Third, the underlying premise that licensing provides an insurmountable barrier to entry and substantially raises costs by controlling supply might be true if one doesn’t look at the facts of recent and current reality. There are many more lawyers than the current demand can accommodate.  Many lawyers cannot find work. Thus, it is illogical to suggest that licensing is the cause for higher legal costs. Those lawyers who are working often provide legal services at lower rates than they used to charge. Even large law firms find significant resistance to raising their rates. Are legal expenses high? Yes, but compared to what? How low should these prices be before they are acceptable? And, if there is no regulation, we might likely see larger law firms pattern their pricing after one another, just as the unregulated airlines currently do, so that the benefit of lower costs would not be evident.
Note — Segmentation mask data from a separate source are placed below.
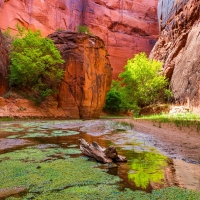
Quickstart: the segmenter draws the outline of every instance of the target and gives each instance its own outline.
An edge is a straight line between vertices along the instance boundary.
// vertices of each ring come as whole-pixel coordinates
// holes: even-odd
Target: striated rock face
[[[87,25],[108,49],[114,78],[128,58],[153,48],[158,0],[0,0],[0,27],[21,24],[44,35]]]
[[[159,0],[158,16],[160,36],[150,56],[163,62],[175,102],[198,108],[200,1]]]
[[[8,75],[8,67],[8,49],[5,45],[4,38],[0,30],[0,96],[4,95],[8,87],[8,82],[6,80],[6,76]]]
[[[112,80],[103,40],[69,31],[55,32],[49,37],[66,61],[58,107],[72,118],[98,118]]]
[[[158,36],[157,0],[84,0],[83,23],[107,47],[114,78],[127,59],[150,53]]]

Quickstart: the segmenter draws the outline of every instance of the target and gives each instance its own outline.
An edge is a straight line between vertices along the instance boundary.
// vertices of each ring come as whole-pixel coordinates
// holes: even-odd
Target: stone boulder
[[[159,39],[150,57],[163,62],[174,102],[200,106],[200,1],[159,0]]]
[[[9,53],[5,44],[5,40],[0,30],[0,96],[4,95],[8,88]]]
[[[169,111],[169,114],[177,115],[177,114],[186,114],[189,113],[190,109],[185,106],[173,106]]]
[[[65,60],[58,107],[71,118],[98,118],[112,80],[103,40],[70,31],[55,32],[49,38]]]

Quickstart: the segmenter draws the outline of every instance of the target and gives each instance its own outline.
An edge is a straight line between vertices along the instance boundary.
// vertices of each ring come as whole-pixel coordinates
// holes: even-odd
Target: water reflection
[[[167,166],[167,157],[157,152],[127,151],[128,179],[137,187],[147,188],[150,183],[164,181],[164,168]]]

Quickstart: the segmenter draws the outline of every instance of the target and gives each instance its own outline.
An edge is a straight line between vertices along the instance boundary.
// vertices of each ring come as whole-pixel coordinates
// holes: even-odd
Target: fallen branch
[[[79,139],[80,150],[86,156],[95,158],[103,163],[126,162],[127,159],[124,156],[120,156],[114,146],[110,146],[107,149],[98,145],[97,142],[92,144],[87,143],[84,139]]]

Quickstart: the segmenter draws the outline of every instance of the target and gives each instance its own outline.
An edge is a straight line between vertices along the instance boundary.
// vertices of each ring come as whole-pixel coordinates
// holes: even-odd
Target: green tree
[[[40,104],[57,92],[64,71],[60,52],[52,40],[43,38],[40,31],[25,30],[17,26],[19,34],[12,42],[9,81],[29,98]]]
[[[143,107],[161,102],[165,95],[171,95],[166,89],[168,80],[161,74],[162,63],[149,60],[145,53],[136,54],[128,60],[122,79],[122,97],[128,107]]]
[[[145,53],[136,54],[127,61],[124,72],[120,73],[118,81],[113,81],[111,87],[111,91],[114,89],[119,93],[121,110],[139,113],[141,107],[162,102],[171,96],[171,91],[166,89],[168,80],[161,74],[161,68],[161,62],[149,60]],[[108,93],[109,98],[110,95]],[[105,107],[109,110],[114,105],[106,101]]]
There is no price regulation now in the airline industry. Yet, it’s remarkable how similar airline prices are. Yes, there are a few low cost airlines such as Southwest. And, yes, there are also lower cost law firms as we sit here today, even with the regulations we have in place. The only benefit of the authors’ "non-licensing" proposal would be the destruction of minimum standards of quality. Caveat emptor might be acceptable if the public had a way of knowing what the quality standards should be … but they don’t and they won’t.

Combining other skills such as accounting into one organization (the old "multi-discipline" argument) is not required … many law firms already work closely with allied professionals for the benefit of clients. This is merely a non-issue.

Dewey, which went into Bankruptcy Court last night, did not fail for lack of credit. The firm had been extended bank lines of credit. It failed for lack of effective management. It’s unlikely that investors or others would have given Dewey more money if they understood the true nature of the firm’s economics and governance. Thus, this is also a non-issue for the authors’ arguments.

In sum, law firms function no differently from all other businesses. Good, solid business decisions must be made to attract customers/clients and operate cost-effectively. Dewey failed on both counts. The arguments put forth by the authors would not have changed this outcome. But, in the terms of business, by going into bankruptcy, the firm may be able to disgorge its unfunded pension obligations and become a viable candidate for acquisition by another large firm.  That’s when the principle of caveat emptor really comes into play – as a normal risk that businesses take every day.